Search code examples
mongodbmongodb-queryaggregation-framework

Most efficient mongo aggregation to unwind and filter: match unwind match vs project and filter


I have a collection of documents that each contain arrays. the output i want is the unwinded array elements filtered down by a certain criteria.

i can do this by doing:

db.collection.aggregate([
 {
   $unwind: "$myArrayField"
 },
 {
   $match: {
     "myArrayField.myCriteriaField": "myValue"
   }
 }
])

but it seems wasteful to unwind everything, so instead i do

db.collection.aggregate([
 {
   $match: {
     "myArrayField.myCriteriaField": "myValue"
   }
 },
 {
   $unwind: "$myArrayField"
 },
 {
   $match: {
     "myArrayField.myCriteriaField": "myValue"
   }
 }
])

to filter down to viable document candidates, unwind those, and then filter down the unwound elements again since there will be elements that don't match.

alternatively, i can do

db.collection.aggregate([
 {
  $project: {
    myArrayField: {
      $filter: {
        input: "$myArrayField",
        as: "element",
        cond: { $eq: ["$$element.myCriteriaField", "myValue"] }
      }
    }
  }
 },
 {
  $unwind: "$myArrayField"
 }
])

or even

db.collection.aggregate([
  {
   $match: {
     "myArrayField.myCriteriaField": "myValue"
   }
 },
 {
  $project: {
    myArrayField: {
      $filter: {
        input: "$myArrayField",
        as: "element",
        cond: { $eq: ["$$element.myCriteriaField", "myValue"] }
      }
    }
  }
 },
 {
  $unwind: "$myArrayField"
 }
])

which one is the most efficient? i don't understand enough about how the aggregations are run to know what variables it could depend on (collection size, document size, etc).

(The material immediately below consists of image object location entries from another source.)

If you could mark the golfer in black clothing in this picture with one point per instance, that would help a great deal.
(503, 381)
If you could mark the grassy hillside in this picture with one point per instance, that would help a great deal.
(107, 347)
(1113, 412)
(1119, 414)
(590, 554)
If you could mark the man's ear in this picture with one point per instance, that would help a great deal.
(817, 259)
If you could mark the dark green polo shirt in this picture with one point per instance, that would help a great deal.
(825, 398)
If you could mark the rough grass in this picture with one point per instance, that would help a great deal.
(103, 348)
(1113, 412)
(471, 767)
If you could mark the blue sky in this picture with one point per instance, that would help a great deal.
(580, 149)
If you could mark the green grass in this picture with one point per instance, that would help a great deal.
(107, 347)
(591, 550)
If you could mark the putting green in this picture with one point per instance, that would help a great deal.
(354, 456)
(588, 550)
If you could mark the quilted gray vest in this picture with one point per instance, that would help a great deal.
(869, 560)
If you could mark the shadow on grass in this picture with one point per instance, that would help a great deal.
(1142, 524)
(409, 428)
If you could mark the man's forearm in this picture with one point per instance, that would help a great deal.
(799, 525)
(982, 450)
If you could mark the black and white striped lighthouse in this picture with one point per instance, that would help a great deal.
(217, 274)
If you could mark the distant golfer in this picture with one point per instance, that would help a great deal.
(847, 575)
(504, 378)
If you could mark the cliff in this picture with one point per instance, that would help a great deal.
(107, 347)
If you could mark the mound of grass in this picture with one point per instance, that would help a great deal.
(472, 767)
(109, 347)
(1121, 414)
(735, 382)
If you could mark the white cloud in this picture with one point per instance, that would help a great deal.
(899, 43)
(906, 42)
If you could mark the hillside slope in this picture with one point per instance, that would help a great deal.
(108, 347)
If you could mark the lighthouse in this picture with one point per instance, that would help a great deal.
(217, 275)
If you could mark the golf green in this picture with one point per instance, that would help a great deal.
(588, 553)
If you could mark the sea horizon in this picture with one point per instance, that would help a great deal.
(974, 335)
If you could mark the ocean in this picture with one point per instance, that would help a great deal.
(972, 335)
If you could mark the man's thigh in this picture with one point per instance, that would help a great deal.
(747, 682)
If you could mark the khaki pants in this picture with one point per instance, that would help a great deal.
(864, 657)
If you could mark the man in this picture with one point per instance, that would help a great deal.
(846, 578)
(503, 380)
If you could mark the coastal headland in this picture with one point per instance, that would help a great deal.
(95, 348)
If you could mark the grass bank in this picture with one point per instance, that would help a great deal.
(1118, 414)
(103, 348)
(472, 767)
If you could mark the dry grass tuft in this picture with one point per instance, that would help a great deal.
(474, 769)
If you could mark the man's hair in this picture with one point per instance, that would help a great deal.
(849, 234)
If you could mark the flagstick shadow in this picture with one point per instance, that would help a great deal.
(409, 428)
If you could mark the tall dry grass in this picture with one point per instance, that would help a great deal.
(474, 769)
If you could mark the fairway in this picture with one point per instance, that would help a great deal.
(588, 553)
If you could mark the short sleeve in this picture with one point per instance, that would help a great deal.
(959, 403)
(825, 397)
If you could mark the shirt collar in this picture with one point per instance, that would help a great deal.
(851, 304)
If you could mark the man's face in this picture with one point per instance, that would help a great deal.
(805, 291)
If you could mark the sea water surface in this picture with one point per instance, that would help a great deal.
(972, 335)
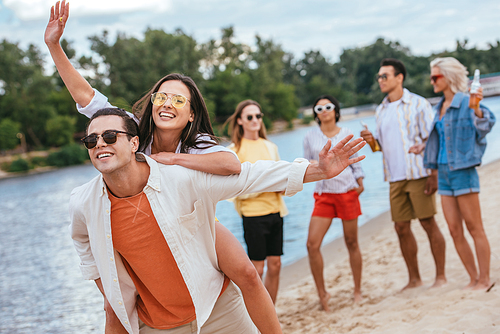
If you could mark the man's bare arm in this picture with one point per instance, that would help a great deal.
(79, 88)
(332, 162)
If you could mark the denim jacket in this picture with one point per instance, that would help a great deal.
(465, 134)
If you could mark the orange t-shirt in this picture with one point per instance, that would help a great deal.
(164, 301)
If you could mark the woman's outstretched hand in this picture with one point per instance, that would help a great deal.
(59, 14)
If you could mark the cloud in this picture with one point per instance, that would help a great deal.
(27, 10)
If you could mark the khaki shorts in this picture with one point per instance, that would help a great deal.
(229, 316)
(408, 200)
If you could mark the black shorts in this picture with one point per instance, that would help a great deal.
(263, 236)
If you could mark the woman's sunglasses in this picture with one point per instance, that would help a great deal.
(319, 109)
(177, 100)
(258, 116)
(435, 77)
(109, 137)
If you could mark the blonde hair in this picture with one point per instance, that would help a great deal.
(454, 72)
(235, 130)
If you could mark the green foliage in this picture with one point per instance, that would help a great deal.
(39, 161)
(19, 165)
(72, 154)
(8, 134)
(60, 130)
(226, 71)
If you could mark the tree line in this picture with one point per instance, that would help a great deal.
(39, 107)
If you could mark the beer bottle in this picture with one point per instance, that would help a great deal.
(474, 87)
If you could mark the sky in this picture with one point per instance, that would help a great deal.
(425, 26)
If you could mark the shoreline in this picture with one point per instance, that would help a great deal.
(278, 127)
(385, 308)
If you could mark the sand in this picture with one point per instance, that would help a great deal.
(385, 309)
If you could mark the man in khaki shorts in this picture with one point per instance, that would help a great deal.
(404, 120)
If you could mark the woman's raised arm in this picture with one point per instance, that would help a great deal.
(220, 163)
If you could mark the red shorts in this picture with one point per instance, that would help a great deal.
(344, 206)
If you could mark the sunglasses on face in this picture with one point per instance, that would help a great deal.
(109, 137)
(435, 77)
(382, 77)
(258, 116)
(177, 100)
(319, 109)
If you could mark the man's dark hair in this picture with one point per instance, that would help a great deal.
(398, 65)
(129, 124)
(332, 100)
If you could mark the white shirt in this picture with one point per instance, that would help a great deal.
(392, 142)
(99, 101)
(183, 202)
(405, 123)
(314, 141)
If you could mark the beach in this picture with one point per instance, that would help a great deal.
(385, 308)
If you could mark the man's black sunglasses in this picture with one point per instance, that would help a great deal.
(109, 137)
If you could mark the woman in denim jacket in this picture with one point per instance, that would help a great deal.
(455, 147)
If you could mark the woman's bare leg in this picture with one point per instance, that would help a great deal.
(454, 220)
(471, 211)
(351, 241)
(317, 230)
(234, 262)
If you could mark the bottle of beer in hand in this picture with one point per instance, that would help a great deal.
(473, 99)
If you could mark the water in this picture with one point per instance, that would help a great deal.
(41, 288)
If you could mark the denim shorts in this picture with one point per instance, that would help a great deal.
(457, 182)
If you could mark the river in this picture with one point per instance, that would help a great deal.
(41, 288)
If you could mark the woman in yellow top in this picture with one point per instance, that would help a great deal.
(262, 213)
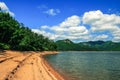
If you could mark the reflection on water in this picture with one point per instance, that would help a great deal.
(87, 65)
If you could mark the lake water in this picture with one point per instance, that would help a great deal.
(87, 65)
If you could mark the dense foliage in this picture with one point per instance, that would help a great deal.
(15, 36)
(67, 45)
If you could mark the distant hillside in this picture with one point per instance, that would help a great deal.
(68, 45)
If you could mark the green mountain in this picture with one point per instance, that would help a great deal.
(67, 45)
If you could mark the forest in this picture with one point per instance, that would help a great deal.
(68, 45)
(16, 36)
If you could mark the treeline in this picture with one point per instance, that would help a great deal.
(15, 36)
(67, 45)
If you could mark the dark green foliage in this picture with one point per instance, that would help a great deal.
(15, 36)
(67, 45)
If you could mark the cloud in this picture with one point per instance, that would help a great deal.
(101, 27)
(52, 12)
(101, 37)
(4, 8)
(100, 22)
(70, 28)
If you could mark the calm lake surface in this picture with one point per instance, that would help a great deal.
(87, 65)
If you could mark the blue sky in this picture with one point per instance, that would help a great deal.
(78, 20)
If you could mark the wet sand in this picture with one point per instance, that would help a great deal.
(15, 65)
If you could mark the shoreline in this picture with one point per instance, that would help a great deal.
(27, 63)
(51, 68)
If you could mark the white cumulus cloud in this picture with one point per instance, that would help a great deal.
(101, 27)
(100, 22)
(4, 8)
(52, 12)
(70, 28)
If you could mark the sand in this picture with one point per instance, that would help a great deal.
(15, 65)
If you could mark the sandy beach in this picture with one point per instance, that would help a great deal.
(15, 65)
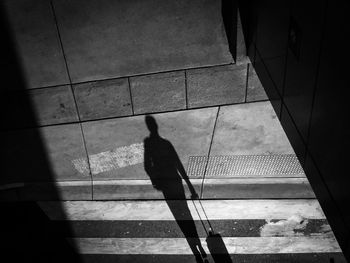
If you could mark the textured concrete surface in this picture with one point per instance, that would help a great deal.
(117, 38)
(43, 154)
(81, 190)
(255, 90)
(37, 42)
(53, 105)
(216, 85)
(254, 188)
(102, 99)
(251, 128)
(115, 146)
(158, 92)
(137, 189)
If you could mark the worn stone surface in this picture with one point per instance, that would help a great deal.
(53, 105)
(44, 154)
(158, 92)
(255, 90)
(255, 188)
(116, 148)
(111, 39)
(102, 99)
(134, 189)
(56, 191)
(216, 85)
(251, 128)
(37, 42)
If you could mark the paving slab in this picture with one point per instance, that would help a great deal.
(116, 147)
(54, 105)
(109, 38)
(37, 42)
(44, 154)
(216, 85)
(103, 99)
(73, 190)
(138, 190)
(158, 92)
(249, 129)
(34, 107)
(255, 90)
(255, 188)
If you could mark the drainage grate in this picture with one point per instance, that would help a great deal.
(245, 165)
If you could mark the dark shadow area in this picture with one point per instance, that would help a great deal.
(27, 233)
(229, 16)
(166, 172)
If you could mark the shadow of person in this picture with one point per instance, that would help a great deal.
(166, 172)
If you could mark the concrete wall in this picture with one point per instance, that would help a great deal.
(293, 45)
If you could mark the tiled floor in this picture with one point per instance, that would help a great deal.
(91, 83)
(115, 149)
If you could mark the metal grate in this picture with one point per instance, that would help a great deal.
(245, 165)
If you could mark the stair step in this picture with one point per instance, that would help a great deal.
(158, 231)
(234, 245)
(135, 189)
(159, 209)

lastly, the match unwind match seems pretty straightforward but it also just feels wrong to have to do it like that so i'm wondering if i'm missing something.


Solution

  • First, You must sure have an index on the field. Using Explain to check index hit with $match first stage.

    Now, we explain your 2 suggestion: $project $filter $unwind vs $match $project $filter $unwind:

    • $project $filter $unwind: with first stage $project, mongodb is doing a collection scan, outputting ALL documents in that collection with that field. Now, It's a full collection scan and slow

    • $match $project $filter $unwind: with first stage $match, mongodb is doing an index scan instead of a collection if It hit an index. After that, stage $project will do on a limit document that matched. Now, it a index scan and faster because mongodb only do on some document.

    Final, with your 2 option, the second is better